I think you'll find these views are pretty normal and typical, and pretty accurate.
You are of course welcome to a different opinion, but I believe the elimination of ticket offices is a substantial positive for the industry, that will actually benefit almost all passengers in the long run, and the adoption of technology in the exceptionally small demographics that resist it should be gently encouraged and supported with that transition.
For closing the ticket office itself, sure. For cutting staffing hours substantially or all the way to zero, as is proposed at many secondary stations, absolutely not. Nothing to do with technology.
We clearly are looking at different documents.
I'm reading page five of the document linked to in post #1.
If you open the document I linked to initially (or zoom in on the screenshot) it clearly shows staffing presence in between the hours of 0500 and 2359 (actually I think it might even be 0145, but it's set out awkwardly).
I'd say that's wrong then because the consultation document is the one people will actually read.

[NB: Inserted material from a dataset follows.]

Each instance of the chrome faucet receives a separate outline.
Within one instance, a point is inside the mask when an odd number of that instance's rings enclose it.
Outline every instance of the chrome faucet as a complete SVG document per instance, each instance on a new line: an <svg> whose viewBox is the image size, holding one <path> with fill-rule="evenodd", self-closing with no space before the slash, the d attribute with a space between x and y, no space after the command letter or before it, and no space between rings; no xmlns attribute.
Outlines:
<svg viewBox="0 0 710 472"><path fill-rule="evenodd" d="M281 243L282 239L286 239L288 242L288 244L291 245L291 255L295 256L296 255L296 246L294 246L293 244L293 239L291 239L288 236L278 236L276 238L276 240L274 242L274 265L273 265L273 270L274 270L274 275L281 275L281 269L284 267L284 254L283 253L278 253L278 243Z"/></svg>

AIUI the station has a gateline, which has to be manned at all times, or else the gates have to be left open. So unless they plan to abolish the gateline
There are stations which have gatelines that are not in use because they're not staffed, some have been removed.
I expect this and any other barriered station to retain a staffing presence, albeit maybe not a ticketing "expert".
Reading the consultation report it's not referring to expert time though, it's referring to staffed hours
and expert time as being unavailable. Why would you expect a station to be staffed just because it previously had a gateline? Much bigger changes than that are taking place.
Somewhat surprised to hear there are that many stories of incompetent ticket offices regarding sales.
I can't say I've ever had a problem at any ticket office I've used throughout the UK over the past 30 years producing a wrong or invalid ticket. Am I just lucky?
Depends what you've been asking for I guess.
Let's try an easy one that I know comes up frequently, and which I personally witnessed a customer asking a member of station staff recently.
Customer A holds an Off Peak Day Single which is restricted with ND (
https://www.nationalrail.co.uk/ticket-types/validity/nd/). The price is £15. They arrive at the station to travel on the 0958 service, but see that the 0928 is running 10 minutes late when they get to the platform. Is their ticket valid for travel on this train?
Customer B then turns up holding the same ticket but this time with a 16-25 railcard. The price is £9.90. They arrive at the station to travel on the 1028, but see that the 0958 is running 10 minutes late when they get to the platform. Is their ticket valid for travel on this train?
Sadly the customer whom I recently overheard asking the second question was given incorrect advice, to their cost.